De Vigne exchanged his reeking hack for his own hunter, a splendid grey thorough-bred, with as much light action, he said, as a danseuse, and as much strength and power as a bargeman. Then he and we rode up to talk to Mrs. L'Estrange, the M. F. H.'s wife, whom everybody called Flora, who was mounted on a beautiful little mare, and intended to follow her husband and his hounds over the Cambridge fences.

"Who is that lady yonder ?" asked De Vigne, after he had chatted some moments with her.

"The one on the horse with a white star on his forehead? Lady Blanche Fairelesyeux. Don't you know her? She is a widow, and a very pretty and rich one, too."

"Yes, yes, I know Lady Blanche," laughed De Vigne. "She married old Faire two years ago, and persuaded him to drink himself to death most opportunely. No, I meant that very handsome woman there, talking to your husband at this moment, mounted on a chesnut with a very wild eye."

"Oh, that is Miss Trefusis!"

"And can you tell me no more than her mere name ?"

"Not much. She is some relation-what I do not know exactly-of that detestable old woman Lady Fantyre, whose recollections' of court people are sometimes as gross anachronisms as the Comte de St. Germain's. They are staying with Mrs.
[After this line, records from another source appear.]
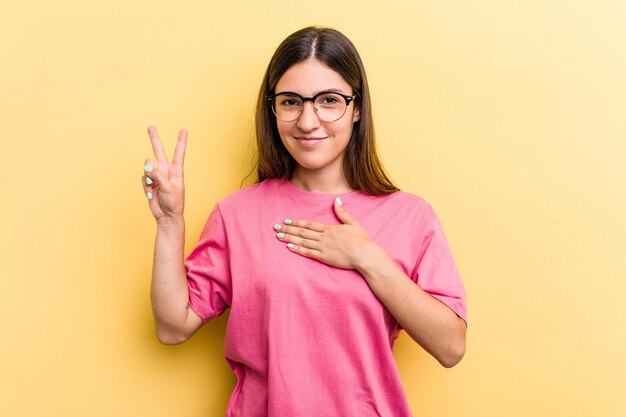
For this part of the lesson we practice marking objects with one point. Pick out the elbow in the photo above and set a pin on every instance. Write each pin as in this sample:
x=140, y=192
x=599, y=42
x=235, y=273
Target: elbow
x=171, y=338
x=453, y=354
x=452, y=358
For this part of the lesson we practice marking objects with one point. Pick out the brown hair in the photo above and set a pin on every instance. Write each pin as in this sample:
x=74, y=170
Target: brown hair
x=362, y=167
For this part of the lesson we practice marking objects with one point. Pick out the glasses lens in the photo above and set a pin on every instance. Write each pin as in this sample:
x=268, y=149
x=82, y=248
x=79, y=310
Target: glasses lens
x=330, y=106
x=287, y=107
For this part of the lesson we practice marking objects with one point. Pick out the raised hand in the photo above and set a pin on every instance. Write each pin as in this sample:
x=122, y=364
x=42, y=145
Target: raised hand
x=163, y=182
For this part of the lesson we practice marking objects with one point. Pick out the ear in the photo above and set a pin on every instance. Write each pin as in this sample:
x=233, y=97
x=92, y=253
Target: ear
x=356, y=115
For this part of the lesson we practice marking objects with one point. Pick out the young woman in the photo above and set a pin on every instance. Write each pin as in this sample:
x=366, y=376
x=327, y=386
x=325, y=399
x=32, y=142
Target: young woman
x=321, y=262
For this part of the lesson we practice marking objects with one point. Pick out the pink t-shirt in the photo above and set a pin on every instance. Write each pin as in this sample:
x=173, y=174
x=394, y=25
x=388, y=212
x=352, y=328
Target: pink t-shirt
x=304, y=338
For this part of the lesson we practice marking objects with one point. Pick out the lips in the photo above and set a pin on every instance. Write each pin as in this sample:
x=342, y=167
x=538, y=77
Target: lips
x=309, y=141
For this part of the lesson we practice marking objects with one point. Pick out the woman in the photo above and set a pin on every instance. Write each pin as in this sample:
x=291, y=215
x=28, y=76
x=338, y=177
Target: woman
x=318, y=261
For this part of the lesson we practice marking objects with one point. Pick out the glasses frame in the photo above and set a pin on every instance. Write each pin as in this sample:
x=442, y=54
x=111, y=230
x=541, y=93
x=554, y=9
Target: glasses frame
x=271, y=98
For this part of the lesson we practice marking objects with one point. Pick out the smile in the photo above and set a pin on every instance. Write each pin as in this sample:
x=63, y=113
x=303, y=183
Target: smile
x=309, y=142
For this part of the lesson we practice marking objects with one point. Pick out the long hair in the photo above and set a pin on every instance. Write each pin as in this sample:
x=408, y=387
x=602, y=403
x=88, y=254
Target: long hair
x=362, y=167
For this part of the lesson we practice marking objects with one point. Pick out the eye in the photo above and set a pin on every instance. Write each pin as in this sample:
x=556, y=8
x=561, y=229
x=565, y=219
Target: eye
x=329, y=100
x=289, y=101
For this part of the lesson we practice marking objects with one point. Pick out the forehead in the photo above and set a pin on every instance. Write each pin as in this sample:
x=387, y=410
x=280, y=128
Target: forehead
x=309, y=77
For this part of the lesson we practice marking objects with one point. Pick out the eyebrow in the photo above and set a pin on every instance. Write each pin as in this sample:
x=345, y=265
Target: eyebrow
x=329, y=90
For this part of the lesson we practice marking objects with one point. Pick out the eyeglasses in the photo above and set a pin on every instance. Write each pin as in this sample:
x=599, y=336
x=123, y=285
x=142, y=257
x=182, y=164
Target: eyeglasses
x=329, y=106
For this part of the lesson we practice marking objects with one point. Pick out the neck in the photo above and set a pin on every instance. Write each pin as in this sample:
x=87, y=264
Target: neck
x=320, y=182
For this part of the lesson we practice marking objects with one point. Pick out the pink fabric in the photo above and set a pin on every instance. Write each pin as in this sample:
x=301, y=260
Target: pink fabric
x=306, y=339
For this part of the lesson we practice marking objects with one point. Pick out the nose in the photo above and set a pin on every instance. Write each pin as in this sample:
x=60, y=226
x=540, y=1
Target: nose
x=308, y=120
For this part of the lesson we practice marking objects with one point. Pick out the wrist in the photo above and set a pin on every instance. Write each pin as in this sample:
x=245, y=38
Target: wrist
x=171, y=222
x=371, y=257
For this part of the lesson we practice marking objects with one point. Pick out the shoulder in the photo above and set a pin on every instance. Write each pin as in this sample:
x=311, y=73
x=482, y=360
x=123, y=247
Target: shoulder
x=405, y=203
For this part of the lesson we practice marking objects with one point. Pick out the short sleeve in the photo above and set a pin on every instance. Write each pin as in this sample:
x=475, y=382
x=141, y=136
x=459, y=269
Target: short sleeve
x=208, y=270
x=436, y=272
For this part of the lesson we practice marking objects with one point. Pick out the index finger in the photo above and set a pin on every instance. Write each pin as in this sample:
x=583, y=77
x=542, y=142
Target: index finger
x=179, y=153
x=157, y=148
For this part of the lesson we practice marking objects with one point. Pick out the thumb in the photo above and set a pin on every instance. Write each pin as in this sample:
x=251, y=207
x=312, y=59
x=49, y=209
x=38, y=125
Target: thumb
x=342, y=213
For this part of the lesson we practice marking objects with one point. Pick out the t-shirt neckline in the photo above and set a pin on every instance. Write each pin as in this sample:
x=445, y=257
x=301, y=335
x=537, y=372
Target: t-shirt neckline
x=312, y=195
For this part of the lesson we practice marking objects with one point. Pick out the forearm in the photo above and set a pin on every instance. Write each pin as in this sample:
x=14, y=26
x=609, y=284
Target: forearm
x=429, y=322
x=169, y=291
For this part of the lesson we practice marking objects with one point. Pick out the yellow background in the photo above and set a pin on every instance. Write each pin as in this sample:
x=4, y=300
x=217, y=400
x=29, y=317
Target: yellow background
x=509, y=117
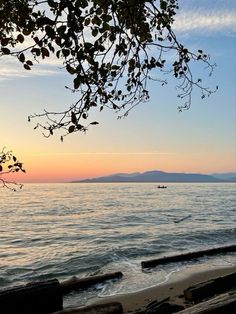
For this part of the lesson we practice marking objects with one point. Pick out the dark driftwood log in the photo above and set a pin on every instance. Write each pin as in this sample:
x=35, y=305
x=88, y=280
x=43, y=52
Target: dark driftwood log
x=106, y=308
x=75, y=283
x=209, y=288
x=164, y=308
x=225, y=303
x=187, y=256
x=34, y=298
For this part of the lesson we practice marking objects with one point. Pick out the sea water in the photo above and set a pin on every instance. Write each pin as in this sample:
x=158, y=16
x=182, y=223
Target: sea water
x=63, y=230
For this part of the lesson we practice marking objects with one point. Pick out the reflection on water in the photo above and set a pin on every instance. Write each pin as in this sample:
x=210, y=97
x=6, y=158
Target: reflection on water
x=59, y=230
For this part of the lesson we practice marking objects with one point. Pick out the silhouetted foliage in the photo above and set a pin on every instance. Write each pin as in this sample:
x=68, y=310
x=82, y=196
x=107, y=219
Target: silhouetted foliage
x=110, y=48
x=9, y=164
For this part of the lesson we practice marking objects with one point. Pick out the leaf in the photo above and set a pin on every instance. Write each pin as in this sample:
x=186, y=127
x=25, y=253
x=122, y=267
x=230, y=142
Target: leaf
x=22, y=58
x=71, y=128
x=4, y=41
x=6, y=51
x=27, y=67
x=45, y=52
x=77, y=82
x=20, y=38
x=29, y=62
x=73, y=117
x=163, y=5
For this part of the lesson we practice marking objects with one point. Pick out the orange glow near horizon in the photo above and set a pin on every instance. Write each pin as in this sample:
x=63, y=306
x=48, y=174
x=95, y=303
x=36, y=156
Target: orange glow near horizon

St. Croix, and she brought them here; but I do not like Miss Trefusis very much myself, and Cecil-Mr. L'Estrange-does not wish me to cultivate her."

"Then I must not ask you to introduce me ?" said De Vigne, disappointedly.

"Oh yes, if you wish. I know her well enough for that; and she dines here to-night with the St. Croix. But there is a wide difference, you know, between making passing acquaintances and ripening them into friends. Come, Captain de Vigne, I am sure you will ride the hounds off the scent, or do something dreadful, if I do not let you talk to your new beauty," laughed the young mistress of Euston Hollows, turning her mare's head towards the showy chesnut, whose rider had won so much of De Vigne's admiration.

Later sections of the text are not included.